Awal dari kritik komprehensif terhadap peradaban ini dimulai pada tahun 1749, ketika Rousseau adalah saat membaca koran ia menemukan pertanyaan hadiah Akademi Dijon "apakah kemajuan dalam sains dan seni telah berkontribusi pada pemurnian moral". Jawabannya adalah radikal "tidak". Sebaliknya, ia menegaskan, "Seiring dengan kemajuan ilmu pengetahuan dan seni kita menuju kesempurnaan, jiwa kita menjadi rusak." Tata krama yang dihasilkan oleh ilmu pengetahuan dan teknologi pada kenyataannya adalah terpelajar, dan karena itu tidak wajar, paksaan untuk memahami perasaannya yang sebenarnya untuk disembunyikan.

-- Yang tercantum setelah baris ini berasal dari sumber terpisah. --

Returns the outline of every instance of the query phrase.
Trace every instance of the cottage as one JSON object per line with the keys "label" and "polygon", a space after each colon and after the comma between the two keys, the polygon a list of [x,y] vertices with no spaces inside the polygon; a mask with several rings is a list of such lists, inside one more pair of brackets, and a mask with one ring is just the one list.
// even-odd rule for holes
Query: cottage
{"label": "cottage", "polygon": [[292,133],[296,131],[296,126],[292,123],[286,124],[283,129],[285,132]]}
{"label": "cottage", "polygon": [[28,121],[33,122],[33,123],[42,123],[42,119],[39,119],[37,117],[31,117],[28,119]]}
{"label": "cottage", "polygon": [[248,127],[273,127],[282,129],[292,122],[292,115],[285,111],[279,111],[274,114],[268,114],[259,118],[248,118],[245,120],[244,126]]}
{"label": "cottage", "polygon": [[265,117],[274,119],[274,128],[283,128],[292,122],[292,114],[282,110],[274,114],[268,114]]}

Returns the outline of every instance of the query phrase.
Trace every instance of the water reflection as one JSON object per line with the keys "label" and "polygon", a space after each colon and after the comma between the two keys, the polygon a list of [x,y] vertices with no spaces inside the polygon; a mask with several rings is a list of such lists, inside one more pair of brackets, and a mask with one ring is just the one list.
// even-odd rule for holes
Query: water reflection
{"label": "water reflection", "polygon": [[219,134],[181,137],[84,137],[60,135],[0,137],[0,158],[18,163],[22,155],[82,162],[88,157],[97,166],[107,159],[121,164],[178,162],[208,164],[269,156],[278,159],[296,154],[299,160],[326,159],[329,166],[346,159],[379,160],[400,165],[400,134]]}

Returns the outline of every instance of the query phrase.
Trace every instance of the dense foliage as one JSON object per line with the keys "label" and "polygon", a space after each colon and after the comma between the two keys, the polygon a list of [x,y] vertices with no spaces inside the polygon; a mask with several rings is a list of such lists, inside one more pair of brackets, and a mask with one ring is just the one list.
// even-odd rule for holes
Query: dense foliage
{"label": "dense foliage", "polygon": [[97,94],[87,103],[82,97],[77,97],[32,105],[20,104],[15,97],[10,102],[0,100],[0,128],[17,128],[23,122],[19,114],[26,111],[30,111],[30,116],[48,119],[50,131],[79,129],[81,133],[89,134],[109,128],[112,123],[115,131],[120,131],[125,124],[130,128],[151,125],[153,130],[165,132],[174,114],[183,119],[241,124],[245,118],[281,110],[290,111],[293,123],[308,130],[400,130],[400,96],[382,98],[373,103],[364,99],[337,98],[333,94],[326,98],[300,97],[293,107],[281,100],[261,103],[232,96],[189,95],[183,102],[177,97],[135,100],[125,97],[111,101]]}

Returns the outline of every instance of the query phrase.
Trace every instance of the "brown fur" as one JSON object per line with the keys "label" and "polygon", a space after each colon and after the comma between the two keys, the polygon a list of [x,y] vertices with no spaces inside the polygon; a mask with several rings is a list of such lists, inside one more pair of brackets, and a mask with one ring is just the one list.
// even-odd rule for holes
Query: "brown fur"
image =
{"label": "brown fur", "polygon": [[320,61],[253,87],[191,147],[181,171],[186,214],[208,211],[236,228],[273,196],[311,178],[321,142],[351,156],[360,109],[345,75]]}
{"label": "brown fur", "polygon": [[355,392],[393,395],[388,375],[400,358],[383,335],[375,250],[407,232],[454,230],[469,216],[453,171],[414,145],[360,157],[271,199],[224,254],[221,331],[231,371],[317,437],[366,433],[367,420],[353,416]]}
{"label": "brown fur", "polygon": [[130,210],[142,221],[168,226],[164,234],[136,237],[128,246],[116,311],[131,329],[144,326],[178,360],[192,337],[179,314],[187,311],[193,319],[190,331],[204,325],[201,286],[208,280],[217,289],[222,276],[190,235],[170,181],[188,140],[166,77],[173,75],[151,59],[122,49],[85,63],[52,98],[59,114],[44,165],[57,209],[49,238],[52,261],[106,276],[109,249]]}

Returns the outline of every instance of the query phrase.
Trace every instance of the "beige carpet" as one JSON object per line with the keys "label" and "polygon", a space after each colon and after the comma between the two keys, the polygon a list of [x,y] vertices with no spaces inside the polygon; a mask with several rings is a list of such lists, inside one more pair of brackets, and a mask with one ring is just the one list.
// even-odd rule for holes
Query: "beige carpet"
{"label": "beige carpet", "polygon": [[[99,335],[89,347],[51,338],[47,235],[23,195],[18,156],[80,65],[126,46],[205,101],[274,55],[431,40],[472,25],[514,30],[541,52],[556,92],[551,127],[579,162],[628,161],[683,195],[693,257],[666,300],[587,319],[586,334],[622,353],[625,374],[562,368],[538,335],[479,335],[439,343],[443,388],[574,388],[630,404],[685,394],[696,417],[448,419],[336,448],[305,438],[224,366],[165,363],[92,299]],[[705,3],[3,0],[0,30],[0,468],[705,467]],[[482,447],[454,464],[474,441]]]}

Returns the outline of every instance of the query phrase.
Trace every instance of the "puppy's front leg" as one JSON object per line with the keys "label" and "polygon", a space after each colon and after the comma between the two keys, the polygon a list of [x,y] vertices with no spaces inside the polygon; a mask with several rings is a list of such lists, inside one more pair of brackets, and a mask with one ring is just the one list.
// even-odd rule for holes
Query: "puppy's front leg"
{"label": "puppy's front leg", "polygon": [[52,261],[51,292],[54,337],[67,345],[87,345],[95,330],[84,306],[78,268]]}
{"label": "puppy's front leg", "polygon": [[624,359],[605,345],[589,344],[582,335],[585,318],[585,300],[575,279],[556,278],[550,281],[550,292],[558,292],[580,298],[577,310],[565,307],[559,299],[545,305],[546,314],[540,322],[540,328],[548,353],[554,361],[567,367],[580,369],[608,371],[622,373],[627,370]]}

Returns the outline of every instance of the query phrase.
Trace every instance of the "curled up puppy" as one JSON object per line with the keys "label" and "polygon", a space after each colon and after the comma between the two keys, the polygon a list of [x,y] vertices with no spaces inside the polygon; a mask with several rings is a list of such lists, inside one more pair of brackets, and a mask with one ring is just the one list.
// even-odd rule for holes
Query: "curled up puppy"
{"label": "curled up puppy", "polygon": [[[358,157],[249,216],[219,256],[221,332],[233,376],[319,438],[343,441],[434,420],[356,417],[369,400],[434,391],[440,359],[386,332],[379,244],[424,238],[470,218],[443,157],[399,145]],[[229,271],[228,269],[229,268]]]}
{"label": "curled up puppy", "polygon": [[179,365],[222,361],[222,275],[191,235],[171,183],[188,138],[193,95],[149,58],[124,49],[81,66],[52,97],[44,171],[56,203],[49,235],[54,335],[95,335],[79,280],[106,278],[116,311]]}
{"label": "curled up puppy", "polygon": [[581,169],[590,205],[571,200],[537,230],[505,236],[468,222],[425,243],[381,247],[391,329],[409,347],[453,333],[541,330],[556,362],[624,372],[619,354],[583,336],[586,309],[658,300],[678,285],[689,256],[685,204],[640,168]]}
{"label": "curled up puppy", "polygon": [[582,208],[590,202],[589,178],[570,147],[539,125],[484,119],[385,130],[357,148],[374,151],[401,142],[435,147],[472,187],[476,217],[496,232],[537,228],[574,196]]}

Akhirnya mengapa Gempa bumi bisa diberikan jawaban. Iya gemapa mungkin dapat dijawab dengan pemikiran Lucius Annaeus Seneca atau Seneca, yakni kombinasi etika dan 'fisika'; jawaban filosofis ini adalah untuk menunjukkan hubungan yang erat antara kedua bagian filsafat ini, sejalan dengan pemikiran Stoicisme (Seneca). Teks Naturales quaestiones adalah sebuah karya tentang fenomena dan isu-isu alam yang ditulis Seneca antara tahun 62 dan 63 M. Seneca menunjukkan dirinya sebagai kolektor pengetahuan banyak, terutama penulis Yunani. Materinya pemikiran Lucius Annaeus Seneca, adalah  mengikuti pembagian kosmologi menjadi ilmu langit, meteorologi, dan geografi. Seneca demikian pada tradisi penulis yang lebih tua seperti Aristotle,  dan Poseidonios
Pada Buku VI tengan "Gempa". Penjelasan Seneca dimulai dengan gempa bumi di Campania, yang baru-baru ini menyebabkan kerusakan besar di Pompeii dan Herculaneum, Seneca mengatasi ketakutan yang ditimbulkan oleh gempa bumi. Mulai bab 4 hingga 20, banyak teori gempa dikemukakan, sebagian besar terkait dengan nama seorang filsuf yang mendukungnya. Api, air dan udara disebut sebagai penyebabnya, dan ada juga beberapa yang bekerja sama. Dari bab 21 dan seterusnya, Seneca mengembangkan pendapatnya sendiri: penyebabnya adalah udara yang menembus, yang sepenuhnya mengisi rongga bawah tanah di bawah tekanan besar. Seneca  melaporkan pengamatan menarik dari gempa bumi di Campania  seperti bab 27,  domba telah mati karena asap beracun dan dalam bab 31  dinding lumpur yang tangguh akhirnya dapat menahan lebih baik daripada dinding batu.